A slide entitled Wrangling Complexity, with stick figures working on computers to manage a network shown on a large screen.

There are two problems with the Title Question: How and Exactly.

We automatically use machine model beliefs and operational planning to build and implement change. Such an approach is largely inadequate for a CAS.

Any CAS has mechanical aspects and we can delude ourselves into thinking that because we can change the mechanical aspects with operational planning, that we should be able to change the whole Kit and Kaboodle that way (as in, for example, “you can only change what you can measure”, and similar sophistry).

It ain’t so.

As the slide image suggests, changing a CAS is more like wrangling (cats, say) than standard measurable outcomes based operational planning would have us believe.

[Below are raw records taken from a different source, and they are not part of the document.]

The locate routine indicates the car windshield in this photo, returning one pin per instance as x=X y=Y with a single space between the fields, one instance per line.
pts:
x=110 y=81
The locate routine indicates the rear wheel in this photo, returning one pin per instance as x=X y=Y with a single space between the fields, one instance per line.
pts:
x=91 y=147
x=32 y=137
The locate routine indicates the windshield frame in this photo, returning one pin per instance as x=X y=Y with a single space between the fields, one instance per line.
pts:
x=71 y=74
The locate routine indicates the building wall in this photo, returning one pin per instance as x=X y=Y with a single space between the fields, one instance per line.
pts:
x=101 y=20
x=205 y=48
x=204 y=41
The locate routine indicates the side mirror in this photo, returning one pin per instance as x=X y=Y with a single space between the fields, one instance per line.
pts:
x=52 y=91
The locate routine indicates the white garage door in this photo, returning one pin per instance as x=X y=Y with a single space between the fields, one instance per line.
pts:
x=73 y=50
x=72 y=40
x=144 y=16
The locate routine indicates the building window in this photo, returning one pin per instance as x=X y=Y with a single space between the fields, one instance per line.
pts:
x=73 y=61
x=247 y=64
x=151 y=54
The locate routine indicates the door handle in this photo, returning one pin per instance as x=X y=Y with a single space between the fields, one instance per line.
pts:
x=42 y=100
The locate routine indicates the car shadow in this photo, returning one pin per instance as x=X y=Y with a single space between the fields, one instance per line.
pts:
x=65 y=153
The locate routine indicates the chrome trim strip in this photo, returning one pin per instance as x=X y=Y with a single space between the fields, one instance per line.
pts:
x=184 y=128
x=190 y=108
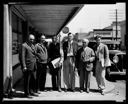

If our old standard tools and operating assumptions don’t give us the control we seek, what will?

Well, the bad news is that nothing will give us that amount or scope of control over a CAS. The good news, as unlikely as it might seem, is that we can change the way we approach CAS and be effective.

A CAS is a “dispositional system”, not a mechanical one. A CAS tends to move in directions, but because of the interaction of its parts, there are no guarantees about where it will end up.

Changing a CAS is like approaching a cobra to take close up photos. You can get those photos, but you need to be circumspect to avoid getting bit.